El espíritu de la Constitución

ME niego a aceptar que sea una palabra vieja". La frase la pronunció ayer el presidente del Congreso de los Diputados, Manuel Marín, precisamente en el marco más apropiado: en su discurso dentro de los actos conmemorativos del 29 aniversario de la Constitución. Se refería al consenso, que hizo posible en su día que la España tensa de la transición se dotase de una carta magna incluyente y abierta, todo lo contrario de las constituciones que la precedieron en la historia nacional. Mientras, en la calle, grupos muy minoritarios de ciudadanos se dedicaban a insultar a todos los líderes políticos no coincidentes con sus posiciones radicales. Su presencia episódica, pero creciente, se explica en buena medida por la crispación sembrada durante esta legislatura por quienes están en la obligación de difundir todo lo contrario.

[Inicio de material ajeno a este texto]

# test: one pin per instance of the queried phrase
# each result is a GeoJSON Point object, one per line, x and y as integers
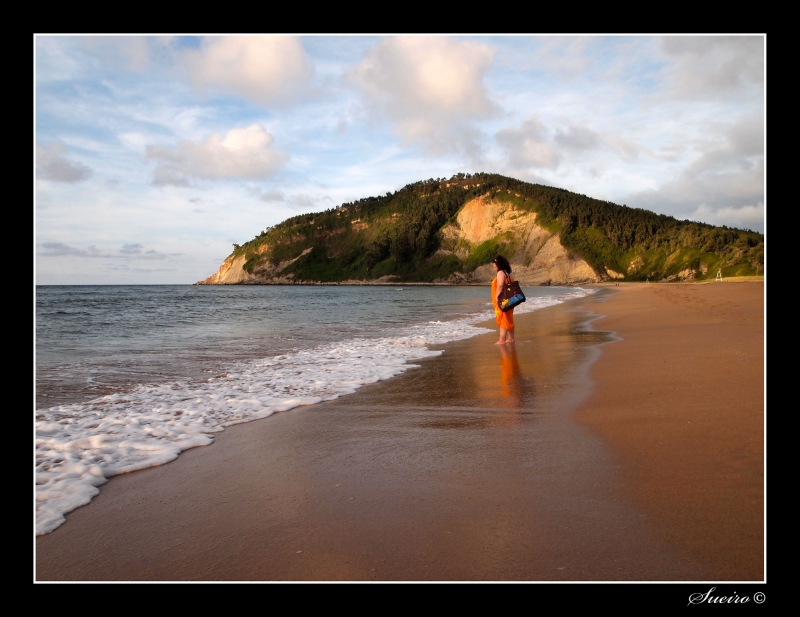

Por eso resultó aún más adecuada y oportuna la defen sa del consenso que hizo Marín en lo que puede calificarse como su testamento político, una vez confirmado que no sigue en la vida política activa. Es eso lo que se echa en falta en la vida pública española: la generosidad y altura de miras de todos para reproducir, no el consenso constitucional en los términos de entonces, que sería imposible, sino el espíritu que lo alumbró, basado en la tolerancia, el respeto al adversario, la capacidad para ceder y no enquistarse en posiciones extremas y excluyentes, más la voluntad de pactar sobre las grandes cuestiones nacionales dejando el partidismo para las cosas ordinarias y de menor trascendencia. Probablemente los 'Padres' de la Constitución no pudieron imaginar que un asunto vital como la lucha antiterrorista quedase fuera del consenso entre los grandes partidos nacionales y se convirtiese, por el contrario, en elemento de división e instrumento electoral. Hay que apostar por que se cumpla el deseo de Marín en su despedida: que el consenso no sea una palabra vieja, sino actual y de futuro, y que no haya nunca más una legislatura tan dura y ruda como la que acaba ahora. Las tensiones callejeras que estamos viviendo tienen buena parte de su origen en el olvido del consenso por quienes deben ser sus primeros defensores.